Forum Moderators: phranque
The page with URL "http://www.example.com/" can also be accessed by using URL "http://www.example.com/index.htm".
Search engines identify unique pages by using URLs. When a single page can be accessed by using any one of multiple URLs, a search engine assumes that there are multiple unique pages. Use a single URL to reference a page to prevent dilution of page relevance. You can prevent dilution by following a standard URL format.
I have tried to address this by adding this to the .htaccess:
RewriteCond %{THE_REQUEST} ^[A-Z]{3,9}\ /.*index\.html\ HTTP/
RewriteRule ^(.*)index\.html$ http://www.example.com/$1 [R=301,L]
Yet Bing is still saying I have that canonical issue with index.html
Here is what my entire htaccess looks like:
RewriteEngine On
RewriteCond %{HTTP_HOST} ^example.com
RewriteRule (.*) http://www.example.com/$1 [R=301,L]
RewriteCond %{THE_REQUEST} ^[A-Z]{3,9}\ /.*index\.html\ HTTP/
RewriteRule ^(.*)index\.html$ http://www.example.com/$1 [R=301,L]
thanks for any tips!
The index redirect, being more specific, must be listed before non-www to www canonical redirect. That will fix the issue.

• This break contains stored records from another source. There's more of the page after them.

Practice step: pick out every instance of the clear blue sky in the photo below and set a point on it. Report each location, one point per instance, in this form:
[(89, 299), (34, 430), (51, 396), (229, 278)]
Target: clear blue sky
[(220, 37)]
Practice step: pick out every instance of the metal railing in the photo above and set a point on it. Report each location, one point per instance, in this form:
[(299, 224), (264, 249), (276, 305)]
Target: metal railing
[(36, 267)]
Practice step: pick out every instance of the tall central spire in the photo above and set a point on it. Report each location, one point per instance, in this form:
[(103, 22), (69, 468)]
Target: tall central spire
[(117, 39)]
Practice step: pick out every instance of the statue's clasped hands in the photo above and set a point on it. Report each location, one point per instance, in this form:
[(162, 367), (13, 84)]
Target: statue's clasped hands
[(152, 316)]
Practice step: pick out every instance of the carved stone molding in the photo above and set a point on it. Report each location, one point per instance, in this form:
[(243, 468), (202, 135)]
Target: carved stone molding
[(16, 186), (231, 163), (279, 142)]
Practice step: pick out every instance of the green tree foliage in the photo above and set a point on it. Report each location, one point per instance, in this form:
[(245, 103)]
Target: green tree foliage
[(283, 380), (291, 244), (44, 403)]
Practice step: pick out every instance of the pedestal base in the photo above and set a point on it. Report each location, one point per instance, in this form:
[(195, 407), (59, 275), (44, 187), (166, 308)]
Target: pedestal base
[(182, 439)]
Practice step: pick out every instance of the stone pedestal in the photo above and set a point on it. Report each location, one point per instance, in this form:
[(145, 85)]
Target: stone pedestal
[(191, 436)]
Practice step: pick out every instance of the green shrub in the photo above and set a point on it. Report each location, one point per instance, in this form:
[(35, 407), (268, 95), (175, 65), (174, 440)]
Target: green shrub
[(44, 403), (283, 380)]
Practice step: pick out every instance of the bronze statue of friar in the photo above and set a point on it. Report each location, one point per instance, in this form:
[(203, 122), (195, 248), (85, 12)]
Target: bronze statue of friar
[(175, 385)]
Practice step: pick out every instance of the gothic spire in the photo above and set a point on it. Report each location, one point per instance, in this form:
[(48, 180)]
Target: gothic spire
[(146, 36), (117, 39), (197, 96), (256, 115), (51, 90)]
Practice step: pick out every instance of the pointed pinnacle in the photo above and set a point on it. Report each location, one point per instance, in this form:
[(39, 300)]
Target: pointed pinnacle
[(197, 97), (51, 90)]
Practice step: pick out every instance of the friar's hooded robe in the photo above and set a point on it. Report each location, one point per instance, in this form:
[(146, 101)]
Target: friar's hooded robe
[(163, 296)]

Your index redirect can be coded a bit more efficiently. The .* part should be replaced with a better pattern. Luckily the code has been posted hundreds of times in this forum.
Is the report a 'live' report? I wouldn't think so. I would allow at least a week or more for the status to update.
Thank you for your response. What you would suggest for a better pattern over the "*"? I have reversed the code:
RewriteEngine On
RewriteCond %{THE_REQUEST} ^[A-Z]{3,9}\ /.*index\.htm\ HTTP/
RewriteRule ^(.*)index\.htm$ http://www.example.com/$1 [R=301,L]
RewriteCond %{HTTP_HOST} ^example.com
RewriteRule (.*) http://www.example.com/$1 [R=301,L]
Also, this Bing SEO scan is some new program that you install to your computer,and then it does a real time scan of your site looking for "SEO" errors. I found out about this app here at webmasterworld the other day.
I am assuming that since I can make changes and then rescan my site live, any changes should show up with the next batch of results.
[edited by: Boulder90 at 1:41 am (utc) on Jan. 28, 2010]
RewriteEngine On
#
RewriteCond %{THE_REQUEST} ^[A-Z]+\ /([^/]+/)*index\.htm\ HTTP/ [NC]
RewriteRule ^(([^/]+/)*)index\.htm$ http://www.example.com/$1 [NC,R=301,L]
#
RewriteCond %{HTTP_HOST} example\.com [NC]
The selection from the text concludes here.